Literature DB >> 29967427

The Genome Sequences of 90 Mushrooms.

Huiying Li¹, Surui Wu², Xiao Ma^3,4, Wei Chen^5,3, Jing Zhang⁶, Shengchang Duan⁶, Yun Gao⁶, Ling Kui^7,8, Wenli Huang⁹, Peng Wu³, Ruoyu Shi^3,4, Yifan Li⁴, Yuanzhong Wang¹⁰, Jieqing Li¹⁰, Xiang Guo², Xiaoli Luo², Qiang Li⁹, Chuan Xiong⁹, Honggao Liu¹⁰, Mingying Gui¹¹, Jun Sheng^12,13, Yang Dong^14,15,16.

Abstract

Macrofungus is defined as the fungus that grows an observable sporocarp. The sporocarps of many species are commonly called mushrooms and consumed by people all around the world as food and/or medicine. Most macrofungi belong to the divisions Basidiomycetes and Ascomycetes, which are estimated to contain more than 80,000 species in total. We report the draft genome assemblies of macrofungi (83 Basidiomycetes species and 7 Ascomycetes species) based on Illumina sequencing. The genome sizes of these species ranged from 27.4 Mb (Hygrophorus russula) to 202.2 MB (Chroogomphus rutilus). The numbers of protein-coding genes were predicted in the range of 9,511 (Hygrophorus russula) to 52,289 (Craterellus lutescens). This study provides the largest genomic dataset for macrofungi species. This resource will facilitate the artificial cultivation of edible mushrooms and the discovery of novel drug candidates.
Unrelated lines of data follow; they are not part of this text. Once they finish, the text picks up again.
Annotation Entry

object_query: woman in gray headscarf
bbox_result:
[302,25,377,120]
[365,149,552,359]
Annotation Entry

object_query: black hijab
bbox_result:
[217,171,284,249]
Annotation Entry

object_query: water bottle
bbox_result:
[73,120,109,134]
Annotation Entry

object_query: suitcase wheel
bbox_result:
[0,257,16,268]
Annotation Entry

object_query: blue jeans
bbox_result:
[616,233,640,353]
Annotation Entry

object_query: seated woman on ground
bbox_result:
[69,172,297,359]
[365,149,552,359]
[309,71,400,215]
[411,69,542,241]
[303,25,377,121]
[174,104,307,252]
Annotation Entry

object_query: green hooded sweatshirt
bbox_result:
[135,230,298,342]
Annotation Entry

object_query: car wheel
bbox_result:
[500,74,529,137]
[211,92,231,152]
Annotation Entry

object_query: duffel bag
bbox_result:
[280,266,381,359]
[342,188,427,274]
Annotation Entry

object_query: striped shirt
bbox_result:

Entities: Chemical Disease Species

Mesh：

Substances：
Fungal Proteins

Year: 2018 PMID： 29967427 PMCID： PMC6028375 DOI： 10.1038/s41598-018-28303-2

Source DB: PubMed Journal: Sci Rep ISSN： 2045-2322 Impact factor: 4.379

Introduction

The uncountable and diverse macrofungi species in the world are valuable resources for the discovery of novel drug candidates. For instance, a PTP1B inhibitor, (24E)-3,4-seco-cucurbita-4,24-diene-3-hydroxy-26,29-dioic acid, is extracted from the sporocarps of Russula lepida, and has potential uses in treating type-2 diabetes and obesity[1]. Metabolites of many Lactarius species have potential antitumor and antiviral activities[2]. Auricularia auricula polysaccharides were reported to have potent antioxidant activities against hydroxyl and superoxide radicals[3]. Despite the importance in drug discovery, the majority of macrofungi species could not be thoroughly researched in the laboratory partly due to the lack of reference genomes. So far, since a few macrofungi genomes have been reported[4-7], many large fungal genome projects are in progress[8-10]. This reports the draft genome assemblies of 90 fungus, most of which are wild edible mushrooms (except Annulohypoxylon stygium, Tricholoma bakamatsutake, and Russula foetens). Our samples contained 83 Basidiomycetes species and 7 Ascomycetes species.

Result

Genome assembly and evaluation of the completeness of genome assembly

We used platanus to assemble all genomes[11]. The sizes of assembled genomes ranged from 27.4 Mb (Hygrophorus russula) to 202.2 MB (Chroogomphus rutilus). The contig N50 numbers of these assemblies were in the range of 2,846 bp to 697,803 bp. The scaffold N50 numbers of these assemblies were in the range of 3,350 bp to 1,760,261 bp. All detailed assembly benchmarks were summarized in Supplementary Table S1 and Supplementary Table S2. We also evaluated the completeness of the final assemblies using BUSCO[12]. The result shows that the proportions of complete BUSCOS of the 90 species were in the range of 69.3% to 98.6%. 78 fungal genomes had a complete BUSCO proportion larger than 80%. All related BUSCO results were shown in Supplementary Table S1.

Gene annotation

We used multiple methods to annotate the protein-coding genes for all 90 genomes, including de novo predictions and homology-based predictions. For the de novo predictions, we performed Augustus[13] analysis on the repeat-masked genome with parameters trained from Coprinopsis cinerea, GenScan[14], glimmerHMM[15], SNAP[16] analysis with parameters trained from Arabidopsis thaliana on the repeat-masked genome. For homology based predictions, we used the protein sets of eight fungal species for every macrofungus genome (Please see Supplementary Table S2 for details). All the reference protein sets were obtained from Ensembl fungi (http://fungi.ensembl.org/index.html). The result shows that the numbers of the protein-coding genes were mostly in the range of 9,511 to 39,074. Craterellus lutescens had over 50,000 predicted protein-coding genes about 52,289. The average protein-coding gene lengths were in the range of 924 bp to 1,741 bp. Detailed information for each fungus was presented in Supplementary Table S2.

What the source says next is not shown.